The target for development spending in next fiscal year is projected at Rs 710 billion, with the federal government’s Public Sector Development Programme of Rs 280 billion while the provincial governments are likely to spend Rs 430 billion on their annual development plans.
The meeting of Annual Plan Coordination Committee (APCC) termed energy, water, communication and transport sectors as the top priority areas for development spending next fiscal year. The National Economic Council (NEC) headed by the Prime Minister Syed Yusuf Raza Gilani and attended by provincial Chief Ministers, besides the officials will finally approve the development projects for the next fiscal year.
Finance Minister Dr. Abdul Hafeez Shaikh in his opening remarks at the APCC meeting stressed that the available resources should be utilized in most efficient manner.
He said funds would be provided on priority to those projects that were nearing completion, as there was a shortage of resources.
However he said that overall the development spending was likely to increase provincial governments would be spending more than the federation.
As a result of 7th NFC Award, provinces have received Rs 300 billion additional from the federal government during the current fiscal year. With the availability of more resources, the provinces could spend more on the supply of potable water, law and order and health facilities, he said.
During the next fiscal year, the top priority of the government remains overcoming the energy shortages for which an allocation of Rs 148.2 billion was made so that the construction of mega hydel power projects could be expedited.
This includes an allocation of Rs 1.9 billion for the construction of 43 small and medium dams during the next fiscal year. An allocation of Rs 118 billion was proposed for the social sectors and Rs 14 billion for other projects while Rs 10 billion set for the Earthquake Reconstruction and Rehabilitation Authority (ERRA). The PSDP also includes Rs 70 billion for the public sector corporations.
The private sector had been demanding increase in development spending as this would give momentum to the economic activity and lead to creation of more jobs.
The size of the federal PSDP had been kept at the last year level, as 18 ministries were devolved. However, the federal government plans to continue funding for the health care, population and higher education projects for the next few years.
APCC approved an allocation of Rs 18 billion for Diamer Basha Dam, Rs 13 billion for Mangla Dam raising project, Rs 11 billion for Neelum Jehlum Hydel power project. Allocation for the Chashma Nuclear power projects III and IV was made under Rs 22 billion budget of the Pakistan Atomic Energy Commission. For enabling SUPARCO to meet the deadline of sending satellite in the orbit by an allocation of Rs 2.1 billion was made and Rs 6.8 billion for projects of the National Highway Authority (NHA).

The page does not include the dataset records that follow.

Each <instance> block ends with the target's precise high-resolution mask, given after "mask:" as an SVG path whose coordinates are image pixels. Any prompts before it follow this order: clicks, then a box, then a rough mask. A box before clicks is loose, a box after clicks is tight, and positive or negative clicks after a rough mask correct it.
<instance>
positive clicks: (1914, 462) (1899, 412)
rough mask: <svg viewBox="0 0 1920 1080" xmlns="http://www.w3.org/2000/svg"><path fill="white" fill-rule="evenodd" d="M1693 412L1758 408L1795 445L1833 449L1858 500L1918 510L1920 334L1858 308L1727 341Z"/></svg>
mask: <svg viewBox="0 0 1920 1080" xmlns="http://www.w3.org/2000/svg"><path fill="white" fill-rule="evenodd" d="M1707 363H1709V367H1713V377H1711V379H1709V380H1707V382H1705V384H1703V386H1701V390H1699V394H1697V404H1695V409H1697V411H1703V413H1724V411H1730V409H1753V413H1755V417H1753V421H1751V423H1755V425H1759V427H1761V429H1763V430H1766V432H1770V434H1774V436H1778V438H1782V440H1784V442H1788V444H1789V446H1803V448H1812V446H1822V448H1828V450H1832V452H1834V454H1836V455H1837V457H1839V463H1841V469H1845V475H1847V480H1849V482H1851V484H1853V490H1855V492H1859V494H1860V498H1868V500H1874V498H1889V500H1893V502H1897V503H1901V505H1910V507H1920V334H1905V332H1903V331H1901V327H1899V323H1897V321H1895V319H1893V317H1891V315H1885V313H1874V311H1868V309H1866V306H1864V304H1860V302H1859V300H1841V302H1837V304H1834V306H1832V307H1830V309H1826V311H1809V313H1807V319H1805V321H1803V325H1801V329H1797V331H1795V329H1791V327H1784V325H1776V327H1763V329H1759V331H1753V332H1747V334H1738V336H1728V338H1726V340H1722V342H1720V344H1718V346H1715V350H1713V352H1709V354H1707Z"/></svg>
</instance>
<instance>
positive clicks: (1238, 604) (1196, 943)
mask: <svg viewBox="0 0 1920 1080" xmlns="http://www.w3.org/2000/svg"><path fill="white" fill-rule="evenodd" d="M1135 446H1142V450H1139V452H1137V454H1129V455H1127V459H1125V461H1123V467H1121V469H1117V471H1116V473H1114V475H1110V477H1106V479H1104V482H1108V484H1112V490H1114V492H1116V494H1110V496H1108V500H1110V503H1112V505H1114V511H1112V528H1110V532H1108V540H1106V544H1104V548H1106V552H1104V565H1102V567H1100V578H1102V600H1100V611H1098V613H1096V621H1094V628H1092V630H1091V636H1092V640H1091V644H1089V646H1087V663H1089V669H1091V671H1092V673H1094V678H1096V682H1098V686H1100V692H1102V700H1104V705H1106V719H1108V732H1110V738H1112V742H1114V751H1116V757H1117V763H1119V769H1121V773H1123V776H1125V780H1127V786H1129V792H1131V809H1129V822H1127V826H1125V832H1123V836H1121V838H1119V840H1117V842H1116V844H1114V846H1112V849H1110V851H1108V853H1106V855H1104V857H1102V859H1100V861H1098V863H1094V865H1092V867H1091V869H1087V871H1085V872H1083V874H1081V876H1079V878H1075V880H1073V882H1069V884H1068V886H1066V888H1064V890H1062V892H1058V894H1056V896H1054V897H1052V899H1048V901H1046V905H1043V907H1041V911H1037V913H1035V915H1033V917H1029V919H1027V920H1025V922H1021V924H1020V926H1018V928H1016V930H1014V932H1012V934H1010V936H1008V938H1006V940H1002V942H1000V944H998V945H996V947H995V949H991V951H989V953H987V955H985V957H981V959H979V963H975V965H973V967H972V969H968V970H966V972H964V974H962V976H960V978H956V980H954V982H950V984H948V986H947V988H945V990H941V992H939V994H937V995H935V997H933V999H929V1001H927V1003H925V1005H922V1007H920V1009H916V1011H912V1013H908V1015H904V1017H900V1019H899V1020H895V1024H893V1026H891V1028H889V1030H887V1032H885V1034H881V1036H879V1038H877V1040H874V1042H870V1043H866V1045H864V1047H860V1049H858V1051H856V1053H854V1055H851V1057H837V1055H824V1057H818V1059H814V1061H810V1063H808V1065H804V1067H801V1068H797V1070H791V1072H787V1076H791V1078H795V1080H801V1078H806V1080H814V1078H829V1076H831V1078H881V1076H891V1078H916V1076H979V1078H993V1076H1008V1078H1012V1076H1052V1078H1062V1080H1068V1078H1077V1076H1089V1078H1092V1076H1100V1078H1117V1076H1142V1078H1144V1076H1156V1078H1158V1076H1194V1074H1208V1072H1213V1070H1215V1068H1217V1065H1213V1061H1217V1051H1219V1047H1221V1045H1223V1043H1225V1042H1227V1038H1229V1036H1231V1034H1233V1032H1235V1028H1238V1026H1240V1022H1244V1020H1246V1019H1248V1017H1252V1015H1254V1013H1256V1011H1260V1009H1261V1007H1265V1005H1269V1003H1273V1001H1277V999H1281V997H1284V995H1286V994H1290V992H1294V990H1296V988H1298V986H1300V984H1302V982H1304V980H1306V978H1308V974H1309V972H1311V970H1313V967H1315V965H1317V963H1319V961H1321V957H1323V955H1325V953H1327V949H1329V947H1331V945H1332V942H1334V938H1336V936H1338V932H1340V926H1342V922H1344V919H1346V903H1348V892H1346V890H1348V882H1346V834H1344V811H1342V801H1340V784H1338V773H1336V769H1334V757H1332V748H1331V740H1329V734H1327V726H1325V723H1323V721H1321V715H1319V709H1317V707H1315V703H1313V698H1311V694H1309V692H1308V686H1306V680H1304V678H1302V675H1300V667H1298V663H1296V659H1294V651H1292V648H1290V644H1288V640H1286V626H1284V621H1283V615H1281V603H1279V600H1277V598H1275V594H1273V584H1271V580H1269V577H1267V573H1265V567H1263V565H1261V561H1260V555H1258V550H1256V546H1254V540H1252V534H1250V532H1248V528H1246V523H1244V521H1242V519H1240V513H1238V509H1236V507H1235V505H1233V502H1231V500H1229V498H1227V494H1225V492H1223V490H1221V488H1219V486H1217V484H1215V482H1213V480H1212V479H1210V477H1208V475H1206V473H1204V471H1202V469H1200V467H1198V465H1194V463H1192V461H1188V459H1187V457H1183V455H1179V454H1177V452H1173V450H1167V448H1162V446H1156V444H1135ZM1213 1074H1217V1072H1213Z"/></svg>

It is important to mention that the federal ministries had demanded Rs 480 billion but due to limited fiscal space APCC recommended only projects worth Rs 280 billion for the consideration of the NEC. The foreign exchange component for the federal development projects next fiscal year is estimated at Rs 38.4 billion.

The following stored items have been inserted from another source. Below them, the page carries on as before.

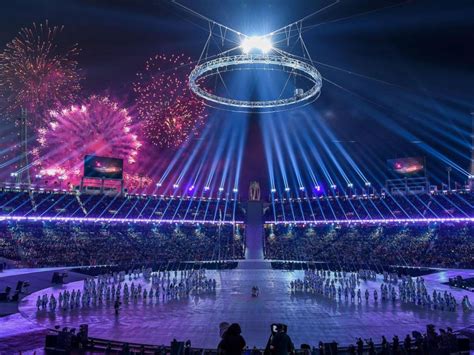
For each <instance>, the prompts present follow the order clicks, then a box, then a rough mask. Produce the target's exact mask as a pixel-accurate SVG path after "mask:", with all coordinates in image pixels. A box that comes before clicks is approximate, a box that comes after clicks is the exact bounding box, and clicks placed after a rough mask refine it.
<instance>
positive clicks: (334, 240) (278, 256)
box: [265, 223, 474, 268]
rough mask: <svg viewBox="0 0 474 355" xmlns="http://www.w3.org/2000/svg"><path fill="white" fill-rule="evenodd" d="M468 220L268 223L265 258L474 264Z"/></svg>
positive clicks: (418, 264) (273, 258)
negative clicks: (439, 221) (419, 222)
mask: <svg viewBox="0 0 474 355" xmlns="http://www.w3.org/2000/svg"><path fill="white" fill-rule="evenodd" d="M473 235H474V225H472V224H470V223H452V224H448V223H437V224H387V225H317V226H311V225H306V226H296V225H283V224H278V225H267V226H266V227H265V257H266V258H267V259H274V260H299V261H320V262H326V263H330V264H332V265H341V266H347V267H351V266H357V268H359V267H364V266H390V265H401V266H423V267H450V268H457V267H459V268H474V238H473V237H472V236H473Z"/></svg>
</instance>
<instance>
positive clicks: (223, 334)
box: [219, 323, 245, 355]
mask: <svg viewBox="0 0 474 355" xmlns="http://www.w3.org/2000/svg"><path fill="white" fill-rule="evenodd" d="M241 333H242V329H240V325H238V324H237V323H232V324H231V325H230V326H229V328H228V329H227V330H226V331H225V333H224V334H223V336H222V340H221V342H220V343H219V350H220V351H221V352H223V353H224V354H226V355H240V354H241V353H242V350H244V348H245V340H244V338H243V337H242V335H240V334H241Z"/></svg>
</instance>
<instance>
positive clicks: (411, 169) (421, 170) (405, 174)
mask: <svg viewBox="0 0 474 355" xmlns="http://www.w3.org/2000/svg"><path fill="white" fill-rule="evenodd" d="M387 163H388V167H389V169H390V170H391V171H393V172H395V173H397V174H399V175H420V174H423V173H424V171H425V159H424V158H423V157H408V158H397V159H389V160H387Z"/></svg>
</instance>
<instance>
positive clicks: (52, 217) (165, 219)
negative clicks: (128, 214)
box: [0, 216, 244, 225]
mask: <svg viewBox="0 0 474 355" xmlns="http://www.w3.org/2000/svg"><path fill="white" fill-rule="evenodd" d="M0 221H24V222H82V223H139V224H140V223H141V224H150V223H155V224H171V223H173V224H176V223H181V224H230V225H232V224H243V223H244V222H243V221H235V222H234V221H206V220H187V219H183V220H179V221H177V220H175V219H139V218H92V217H25V216H0Z"/></svg>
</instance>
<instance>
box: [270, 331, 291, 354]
mask: <svg viewBox="0 0 474 355" xmlns="http://www.w3.org/2000/svg"><path fill="white" fill-rule="evenodd" d="M275 330H276V332H275V333H274V334H273V335H272V338H271V339H270V351H271V354H272V355H288V354H289V353H293V352H294V350H295V346H294V345H293V342H292V341H291V338H290V337H289V335H288V334H286V326H283V325H282V324H278V325H277V326H276V327H275Z"/></svg>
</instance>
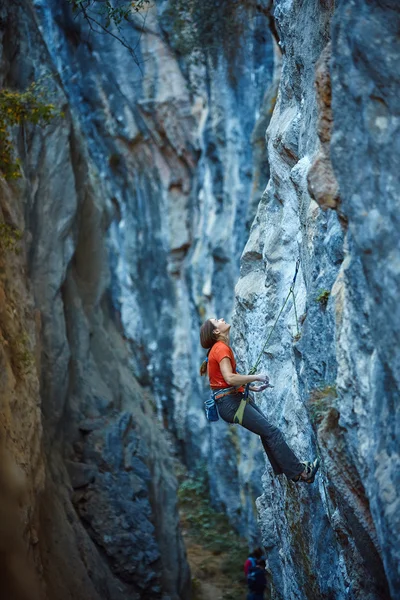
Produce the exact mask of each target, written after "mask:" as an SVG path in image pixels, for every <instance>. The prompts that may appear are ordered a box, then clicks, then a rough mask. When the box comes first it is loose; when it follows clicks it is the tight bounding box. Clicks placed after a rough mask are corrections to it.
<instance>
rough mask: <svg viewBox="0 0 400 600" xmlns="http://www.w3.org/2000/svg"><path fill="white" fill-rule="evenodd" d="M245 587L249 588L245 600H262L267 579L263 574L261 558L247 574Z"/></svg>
mask: <svg viewBox="0 0 400 600" xmlns="http://www.w3.org/2000/svg"><path fill="white" fill-rule="evenodd" d="M247 586H248V588H249V593H248V594H247V600H264V591H265V588H266V587H267V577H266V574H265V560H264V559H263V558H260V559H258V560H257V564H256V566H255V567H254V569H252V570H251V571H250V573H249V574H248V576H247Z"/></svg>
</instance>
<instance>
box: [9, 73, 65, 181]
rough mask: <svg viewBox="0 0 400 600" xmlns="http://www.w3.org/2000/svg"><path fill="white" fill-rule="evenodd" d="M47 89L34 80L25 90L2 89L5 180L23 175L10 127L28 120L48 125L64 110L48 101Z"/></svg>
mask: <svg viewBox="0 0 400 600" xmlns="http://www.w3.org/2000/svg"><path fill="white" fill-rule="evenodd" d="M45 96H46V89H45V88H43V85H42V82H41V83H39V82H36V83H35V82H34V83H32V84H31V85H30V86H29V87H28V89H27V90H26V91H25V92H16V91H13V90H0V175H2V176H3V177H4V178H5V179H8V180H10V179H18V177H21V169H20V161H19V160H18V159H17V158H15V157H14V149H13V145H12V141H11V137H10V127H13V126H16V125H22V124H23V123H25V122H28V123H32V124H33V125H46V124H47V123H48V122H49V121H50V120H51V119H52V118H53V117H55V116H57V115H60V116H64V115H63V113H62V112H60V111H58V110H57V109H56V106H55V105H54V104H52V103H48V102H46V101H45Z"/></svg>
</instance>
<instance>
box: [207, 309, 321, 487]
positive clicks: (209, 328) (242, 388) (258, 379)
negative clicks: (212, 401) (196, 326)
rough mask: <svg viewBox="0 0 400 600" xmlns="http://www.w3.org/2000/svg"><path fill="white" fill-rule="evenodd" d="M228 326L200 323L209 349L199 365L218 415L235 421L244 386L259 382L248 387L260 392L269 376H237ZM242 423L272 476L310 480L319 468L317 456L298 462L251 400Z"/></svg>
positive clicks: (249, 375)
mask: <svg viewBox="0 0 400 600" xmlns="http://www.w3.org/2000/svg"><path fill="white" fill-rule="evenodd" d="M230 328H231V326H230V325H229V323H226V322H225V320H224V319H208V320H207V321H206V322H205V323H204V324H203V325H202V326H201V329H200V343H201V345H202V346H203V348H209V351H208V354H207V358H206V360H205V361H204V362H203V364H202V365H201V367H200V375H205V374H206V373H207V372H208V377H209V380H210V387H211V389H212V390H213V396H214V399H215V401H216V403H217V405H218V412H219V415H220V417H221V418H222V419H223V420H224V421H226V422H227V423H234V422H235V421H234V417H235V414H236V412H237V410H238V408H239V405H240V401H241V399H242V397H243V393H244V387H243V386H245V385H246V384H252V383H254V382H256V381H259V382H261V385H260V386H258V387H257V386H253V385H251V386H250V387H249V389H250V391H252V392H262V391H263V390H265V389H266V388H267V387H268V383H269V378H268V376H267V375H265V374H263V373H260V374H258V375H239V374H238V373H237V372H236V361H235V357H234V354H233V352H232V349H231V347H230V346H229V331H230ZM241 424H242V426H243V427H245V428H246V429H248V430H249V431H252V432H253V433H256V434H257V435H259V436H260V437H261V441H262V444H263V446H264V450H265V452H266V454H267V456H268V459H269V461H270V463H271V465H272V469H273V471H274V473H275V475H280V474H281V473H284V474H285V475H286V477H287V478H288V479H291V480H292V481H296V482H297V481H299V482H304V483H313V481H314V479H315V474H316V472H317V471H318V468H319V459H316V460H314V461H313V462H300V461H299V460H298V458H297V457H296V455H295V454H294V452H293V451H292V450H291V449H290V448H289V446H288V445H287V444H286V442H285V440H284V438H283V435H282V433H281V432H280V430H279V429H278V428H277V427H274V426H273V425H271V424H270V423H269V422H268V420H267V418H266V417H265V416H264V414H263V413H262V412H261V410H260V409H259V408H258V406H257V405H256V404H255V403H254V402H253V401H252V400H250V401H249V402H248V403H247V404H246V407H245V409H244V413H243V418H242V422H241Z"/></svg>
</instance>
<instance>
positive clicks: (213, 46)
mask: <svg viewBox="0 0 400 600" xmlns="http://www.w3.org/2000/svg"><path fill="white" fill-rule="evenodd" d="M245 5H246V3H245V2H239V0H222V1H220V2H215V0H171V2H170V5H169V8H168V10H167V11H165V14H164V16H163V22H164V25H165V28H166V29H167V30H169V29H170V31H171V34H172V35H171V38H172V39H171V40H170V41H171V43H172V46H173V47H174V48H175V50H176V51H177V52H178V53H179V54H181V55H182V56H185V57H189V56H190V57H191V60H192V61H193V62H204V61H205V59H206V58H207V56H210V57H211V58H212V60H213V61H214V63H215V62H216V59H217V56H218V54H219V52H220V50H221V49H222V50H224V52H225V55H226V56H227V57H229V58H232V57H233V56H234V55H235V54H236V52H237V51H238V49H239V47H240V43H241V40H242V38H243V32H244V28H245V27H246V24H247V21H248V19H247V18H246V15H245Z"/></svg>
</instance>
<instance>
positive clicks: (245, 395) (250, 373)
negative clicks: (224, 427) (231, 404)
mask: <svg viewBox="0 0 400 600" xmlns="http://www.w3.org/2000/svg"><path fill="white" fill-rule="evenodd" d="M299 267H300V260H299V259H297V261H296V269H295V272H294V277H293V280H292V283H291V285H290V289H289V293H288V295H287V296H286V299H285V302H284V303H283V305H282V308H281V310H280V311H279V314H278V316H277V317H276V319H275V323H274V324H273V326H272V329H271V331H270V332H269V334H268V337H267V340H266V342H265V344H264V346H263V347H262V349H261V351H260V353H259V355H258V357H257V360H256V362H255V363H254V365H253V366H252V367H251V369H250V371H249V375H254V374H255V372H256V371H257V367H258V365H259V363H260V361H261V357H262V355H263V353H264V351H265V348H266V347H267V345H268V342H269V340H270V339H271V336H272V334H273V332H274V329H275V327H276V325H277V323H278V321H279V317H280V316H281V314H282V312H283V309H284V308H285V306H286V304H287V302H288V300H289V298H290V296H292V297H293V305H294V314H295V317H296V329H297V334H296V336H299V322H298V319H297V309H296V298H295V295H294V286H295V283H296V277H297V273H298V272H299ZM249 386H250V384H249V383H247V384H246V386H245V389H244V392H243V397H242V399H241V401H240V404H239V407H238V409H237V411H236V412H235V415H234V417H233V422H234V423H238V424H239V425H242V423H243V415H244V410H245V408H246V405H247V404H248V403H249V402H250V399H249ZM271 387H272V386H271Z"/></svg>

APCC also decided that unless a project was not critical; no new development project would be initiated next fiscal year. Projects on which 10 percent of the total allocations had been spent would be deferred and after ascertaining which of the projects on which 20 to 30 percent allocation was utilised were critical the rest would be also put on hold.
APCC noted that due to financial constrains insufficient funds have been provided for water and power and for National Trade Corridor projects. Similarly, complete funds were also not allocated for critical importance transport sector projects for providing up country link to Gwadar Port. Fund demanded by FATA, Gilgit Baltistan and AJK could not be fully met.
The PSDP for FY 2010-11 faced difficulties right from the beginning as country was hit by devastating floods in August which forced diverting of development funds for the rehabilitation of flood affectees.
The forced reducing the size of federal component from Rs 280 billion to Rs 180 billion. The allocation of infrastructure was revised to Rs 74 billion from projected Rs 135 billion, social sectors was slashed to Rs 100 billion from Rs 134 billion while others were reduced to Rs 6 billion for the original allocation of Rs 11 billion.